Forse l’opera scandalo con cui fare breccia ci sarebbe anche stata, quell’opera si chiamava Storia incompiuta, il testo che costituisce l’ossatura del presente volume. Perché opera “scandalo”? Come già nel 1973 I nuovi dolori di Plenzdorf, anche la Storia incompiuta esce in prima battuta su “Sinn und Form”, una delle riviste più aperte e autorevoli del panorama letterario tedesco orientale. Ma come spesso accadeva nella Rdt la pubblicazione
avviene in modo un po’ clandestino e dissimulato, basti dire che il fascicolo è quasi tutto dedicato alla poesia armena. Il testo, in realtà, sarebbe stato pronto già alla fi ne del 1973, ma allorché lo scrittore lo invia alla rivista, la redazione di “Sinn und Form” lo rifiuta. Quando, all’incirca sei mesi dopo, Braun incontra casualmente Wilhelm Girnus, il caporedattore di “Sinn und Form”, lo scrittore viene invitato – con sua grande sorpresa – a rispedire il testo. Stavolta gli viene significato che la redazione è sì disposta a pubblicare il racconto a condizione che egli intraprenda alcune correzioni formali: le parole in stampatello maiuscolo vanno trasformate in corsivo, quelle in corsivo devono essere in tondo. Braun acconsente e in effetti la Storia incompiuta esce in maggio. E il fascicolo che la contiene va a ruba.

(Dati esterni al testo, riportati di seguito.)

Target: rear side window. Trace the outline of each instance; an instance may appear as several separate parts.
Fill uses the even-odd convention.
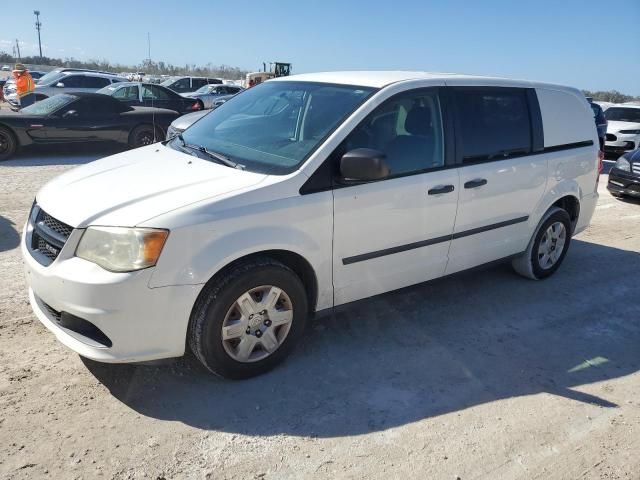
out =
[[[525,90],[456,89],[455,103],[464,163],[500,160],[532,151]]]
[[[84,76],[68,75],[60,80],[65,88],[84,88]]]
[[[111,85],[111,81],[108,78],[103,77],[85,77],[85,88],[103,88],[107,85]]]

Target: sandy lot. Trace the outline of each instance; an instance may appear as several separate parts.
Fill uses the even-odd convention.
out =
[[[606,177],[547,281],[497,266],[360,302],[229,382],[83,360],[31,313],[34,194],[108,153],[0,165],[0,477],[640,478],[640,203]]]

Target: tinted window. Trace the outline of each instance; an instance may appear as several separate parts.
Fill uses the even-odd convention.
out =
[[[65,88],[84,88],[84,77],[82,75],[67,75],[60,79]]]
[[[138,100],[138,86],[127,85],[126,87],[119,88],[116,93],[113,94],[114,98],[118,100]]]
[[[161,88],[154,87],[153,85],[143,85],[142,98],[145,100],[168,100],[169,95]]]
[[[206,78],[192,78],[191,79],[191,88],[193,90],[197,90],[200,87],[205,86],[207,83],[207,79]]]
[[[491,88],[456,91],[464,162],[531,152],[531,122],[524,90]]]
[[[117,113],[118,102],[107,96],[81,97],[70,105],[70,109],[78,112],[80,118],[96,118]]]
[[[442,167],[443,145],[438,95],[422,90],[384,102],[349,134],[340,150],[379,150],[386,155],[390,174],[395,176]]]
[[[640,108],[611,107],[604,111],[607,120],[640,123]]]
[[[168,87],[176,92],[187,92],[191,89],[191,82],[188,78],[181,78],[168,85]]]
[[[102,88],[107,85],[111,85],[111,81],[108,78],[84,77],[85,88]]]

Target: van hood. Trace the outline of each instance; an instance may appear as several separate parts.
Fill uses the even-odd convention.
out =
[[[609,120],[609,124],[607,125],[608,133],[617,133],[620,130],[640,130],[640,123]]]
[[[191,203],[240,193],[266,177],[155,144],[65,172],[42,187],[36,201],[72,227],[133,227]]]

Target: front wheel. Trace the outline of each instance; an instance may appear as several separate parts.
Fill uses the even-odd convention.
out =
[[[514,270],[533,280],[553,275],[567,254],[571,232],[569,214],[553,207],[538,225],[527,250],[512,261]]]
[[[0,161],[11,158],[17,149],[18,141],[13,133],[5,127],[0,127]]]
[[[298,342],[307,305],[304,285],[286,265],[270,258],[240,264],[200,294],[189,345],[213,373],[234,379],[259,375]]]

Curiosamente non prima della pubblicazione, bensì dopo, si mette in moto la macchina del partito che nel dicembre del 1975 convoca Volker Braun; la quasi contemporanea pubblicazione del racconto su “Sinn und Form” e di una poesia, forse ancor più critica, su una rivista monacense stanno trasformando lo scrittore in un caso degno di ulteriori approfondimenti e, se possibile, di dissuasione. Braun è pronto ad ammettere i difetti della poesia, stroncata un po’ da tutti (a cominciare dalla veterana dell’Unione Scrittori, Anna Seghers), dichiarandosi disposto a rimaneggiarla pesantemente, ma sulla Storia incompiuta non ritratta. La discussione sarebbe, per così dire, finita in pareggio, se ulteriori indagini del partito non avessero rivelato ciò che, stranamente a più di sei mesi di distanza dalla pubblicazione, non era ancora saltato fuori, ossia che la vicenda che stava alla base del testo di Braun era realmente accaduta a Magdeburgo.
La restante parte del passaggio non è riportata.